Pot-bellied German pederasts mincing around in flowery shirts, Dutch dropouts, Austrian dykes with piercings, French ex-colonial heavies, Russian teenage girls squirming as they listen to their ghetto-blasters -- it's hard to forget Michel Houellebecq's portrait of Thailand's premier east coast resort at the end of his sensational 2001 novel Platform.

And this has constituted Pattaya's reputation ever since it was first developed as an R&R resort for American troops during the Vietnam War. The whole of the coarse West's exploitation and despoliation of the exquisite East seemed to be summed up in that one word -- Pattaya.

But what's it like today? What's changed? There's been much publicity promoting a reformed, cleaned-up Pattaya. Has the grisly old leopard, redolent of musk and stale beer mats, really managed to change its suppurating spots?

It's certainly the case that the vast majority of Taiwan's visitors to Thailand go there -- girlfriends, wives and young children included. Three nights in Bangkok and two in Pattaya is the standard tour-package offered at any Taipei travel agent.

So, do these people see the place as Houellebecq saw it? Or could it be the case that, instead, they see something completely different?

The truth of the matter, as with so many matters, lies somewhere in between. Pattaya's nightlife, which was once dirty, seedy and disreputable, is nowadays clean, tidy and disreputable. Bars still flaunt girls and boys with numbers round their waists dancing lazily until someone from the audience picks them out and pays to take them away for an hour or two (though some battered old no-hopers, it should be said, manage to find partners for what's left of their lives in this manner).

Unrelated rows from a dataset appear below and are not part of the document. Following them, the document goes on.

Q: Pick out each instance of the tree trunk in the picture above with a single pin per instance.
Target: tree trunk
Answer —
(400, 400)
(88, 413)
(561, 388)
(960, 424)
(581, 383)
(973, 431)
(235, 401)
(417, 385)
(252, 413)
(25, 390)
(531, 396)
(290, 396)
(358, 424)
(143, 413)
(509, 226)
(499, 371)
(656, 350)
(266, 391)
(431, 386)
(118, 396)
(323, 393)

But for the rest, Pattaya today is remarkably comfortable, healthy and even salubrious. Its best hotels are outstanding, its restaurants serve quality food from the most celebrated European cuisines, its beaches are safe and congenial, and the quality of the sea water, not so long ago dubious, is now somewhere between good and excellent.

On a hot Thai morning you can walk down the pedestrianized Golden Mile (officially known as the Walking Street), take an espresso and croissant while overlooking the bay where the jet-ski operators are getting ready for another busy day, and all there is to offend the most Protestant sensibility is a waiter sponging down the bar-stools where a few hours previously Thai and other girls were, as Houellebecq would have it, squirming to the sound-system.

You can then take an open-sided mini-bus to Jomtien Beach ten minutes away, overlooked by condominiums housing the town's large number of expatriate retirees, and enjoy a day in a deckchair under a beach umbrella with no one to bother you. There may well be some strange spectacles promenading in front of you along the sand, but why not? It's free theater, after all, and surely the girls and boys who've labored away so hard the night before, cruelly exploited as they undoubtedly are, also deserve their afternoon in the sun.

Pattaya's best hotels are marvelous indeed. The Royal Cliff (tel: 66-38-250420), perched high on its promontory, with its 10 restaurants and five swimming-pools, is internationally famous. The Montien Hotel (tel: 66-38-428155) is also a high-quality hostelry.